Dianna Games - Business Day
Zimbabweans make it look easy to live in a dysfunctional state. Harare’s supermarkets are full, the streets are busy and informal traders have proliferated along the sidewalks in recent years as formal employment has shrunk. The roads, empty during the dark days of hyperinflation, are bustling with cars.
It is easy to get caught up from afar in the bad news; to assume Zimbabwe is about to implode at any time. But people have got used to hardship and are even making good money out of politically driven dysfunction.
One of the key drivers of the economy is, as a Harare businessman said recently, an "unquantifiable and unmeasurable resilience". This resilience has played into the hands of the governing party, Zanu-PF, and President Robert Mugabe. It has kept the economy going through tough times, bolstered, ironically, by remittances sent home by Zimbabweans who gave up on change at home.

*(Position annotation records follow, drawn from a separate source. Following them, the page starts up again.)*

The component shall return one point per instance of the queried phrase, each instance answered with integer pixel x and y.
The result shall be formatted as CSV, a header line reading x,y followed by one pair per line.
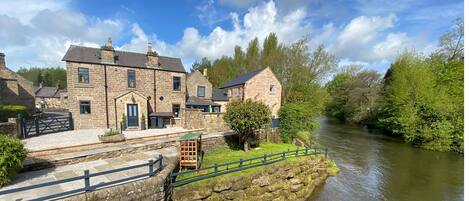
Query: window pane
x,y
85,107
176,110
176,83
83,75
201,91
131,78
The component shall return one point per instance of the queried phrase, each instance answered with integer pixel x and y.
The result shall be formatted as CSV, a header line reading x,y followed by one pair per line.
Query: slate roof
x,y
219,95
130,59
192,100
48,92
242,79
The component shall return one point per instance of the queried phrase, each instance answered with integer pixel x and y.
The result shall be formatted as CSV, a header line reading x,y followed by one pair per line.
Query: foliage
x,y
12,154
422,105
245,117
48,76
354,94
111,132
294,118
12,111
143,122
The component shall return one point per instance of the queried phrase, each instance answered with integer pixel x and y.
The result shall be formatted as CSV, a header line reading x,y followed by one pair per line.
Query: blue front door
x,y
132,115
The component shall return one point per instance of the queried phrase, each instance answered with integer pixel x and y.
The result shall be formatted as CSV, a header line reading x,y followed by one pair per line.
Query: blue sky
x,y
369,33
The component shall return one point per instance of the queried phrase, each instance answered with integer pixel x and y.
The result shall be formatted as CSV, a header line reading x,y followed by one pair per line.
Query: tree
x,y
452,42
245,117
295,118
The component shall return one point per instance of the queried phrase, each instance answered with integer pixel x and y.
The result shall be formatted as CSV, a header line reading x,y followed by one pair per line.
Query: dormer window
x,y
131,81
83,75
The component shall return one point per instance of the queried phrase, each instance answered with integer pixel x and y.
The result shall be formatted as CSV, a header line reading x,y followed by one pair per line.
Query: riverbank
x,y
292,179
374,166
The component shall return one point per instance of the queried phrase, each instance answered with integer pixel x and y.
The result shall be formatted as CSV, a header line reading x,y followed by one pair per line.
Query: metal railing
x,y
220,169
87,176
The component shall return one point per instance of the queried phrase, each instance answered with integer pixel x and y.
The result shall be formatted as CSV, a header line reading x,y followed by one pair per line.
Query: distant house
x,y
108,88
14,89
261,85
50,98
199,92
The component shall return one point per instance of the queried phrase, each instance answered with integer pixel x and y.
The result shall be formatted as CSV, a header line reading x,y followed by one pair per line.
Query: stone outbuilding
x,y
14,89
261,85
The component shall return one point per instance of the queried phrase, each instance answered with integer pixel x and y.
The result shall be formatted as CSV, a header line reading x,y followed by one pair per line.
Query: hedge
x,y
12,154
12,111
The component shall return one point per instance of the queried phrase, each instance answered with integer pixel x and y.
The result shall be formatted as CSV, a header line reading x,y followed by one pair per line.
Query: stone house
x,y
108,88
261,85
199,92
14,89
50,98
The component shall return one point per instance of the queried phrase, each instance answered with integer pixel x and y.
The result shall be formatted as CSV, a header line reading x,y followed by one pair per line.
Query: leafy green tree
x,y
295,118
245,117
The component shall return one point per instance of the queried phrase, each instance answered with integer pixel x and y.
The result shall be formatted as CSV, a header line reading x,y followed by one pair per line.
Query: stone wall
x,y
152,188
10,128
292,180
196,119
258,88
160,93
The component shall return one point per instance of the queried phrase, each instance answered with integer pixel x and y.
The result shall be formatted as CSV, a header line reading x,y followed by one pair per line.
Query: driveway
x,y
86,136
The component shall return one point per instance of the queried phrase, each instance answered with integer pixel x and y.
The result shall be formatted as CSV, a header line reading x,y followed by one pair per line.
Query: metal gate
x,y
46,123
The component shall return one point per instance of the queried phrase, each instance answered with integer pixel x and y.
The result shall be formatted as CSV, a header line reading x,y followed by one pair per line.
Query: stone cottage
x,y
199,92
50,98
261,85
14,89
108,88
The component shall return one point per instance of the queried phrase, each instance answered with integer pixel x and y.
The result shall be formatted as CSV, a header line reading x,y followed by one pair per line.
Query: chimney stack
x,y
152,57
2,60
107,52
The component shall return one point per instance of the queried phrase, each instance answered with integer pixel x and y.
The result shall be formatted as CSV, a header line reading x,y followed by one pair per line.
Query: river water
x,y
375,166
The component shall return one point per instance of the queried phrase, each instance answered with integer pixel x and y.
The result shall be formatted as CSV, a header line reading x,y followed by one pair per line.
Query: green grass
x,y
225,155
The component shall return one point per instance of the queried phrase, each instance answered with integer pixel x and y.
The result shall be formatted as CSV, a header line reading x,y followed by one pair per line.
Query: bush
x,y
112,131
12,154
12,111
296,117
245,117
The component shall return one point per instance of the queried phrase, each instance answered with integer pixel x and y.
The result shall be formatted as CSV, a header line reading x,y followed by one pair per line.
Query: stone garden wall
x,y
211,122
9,128
292,180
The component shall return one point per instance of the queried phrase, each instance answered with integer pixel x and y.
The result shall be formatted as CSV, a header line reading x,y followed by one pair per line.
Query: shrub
x,y
111,131
296,117
12,154
12,111
245,117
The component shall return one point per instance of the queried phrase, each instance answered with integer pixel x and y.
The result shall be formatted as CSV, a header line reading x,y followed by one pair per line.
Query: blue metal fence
x,y
87,176
220,169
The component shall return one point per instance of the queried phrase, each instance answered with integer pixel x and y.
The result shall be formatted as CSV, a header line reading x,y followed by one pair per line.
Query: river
x,y
375,166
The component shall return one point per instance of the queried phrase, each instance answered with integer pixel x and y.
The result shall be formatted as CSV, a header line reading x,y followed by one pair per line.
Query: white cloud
x,y
39,35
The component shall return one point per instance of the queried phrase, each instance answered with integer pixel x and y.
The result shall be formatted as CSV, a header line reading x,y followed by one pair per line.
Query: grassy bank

Long-term investors in Zimbabwe have not given up on change. Most have remained despite the hardships because of the hope of change, which has seemed imminent for years. They recognise the potential of the country, shown in better times, and want to reap the rewards of political change.It has been a long wait. Zanu-PF and Mugabe are as entrenched as before. Poor governance, repression, political opposition and economic crisis have failed to move them. Many have given up on the prospect of radical change, accepting Zanu-PF will be around for a long time, with and without Mugabe.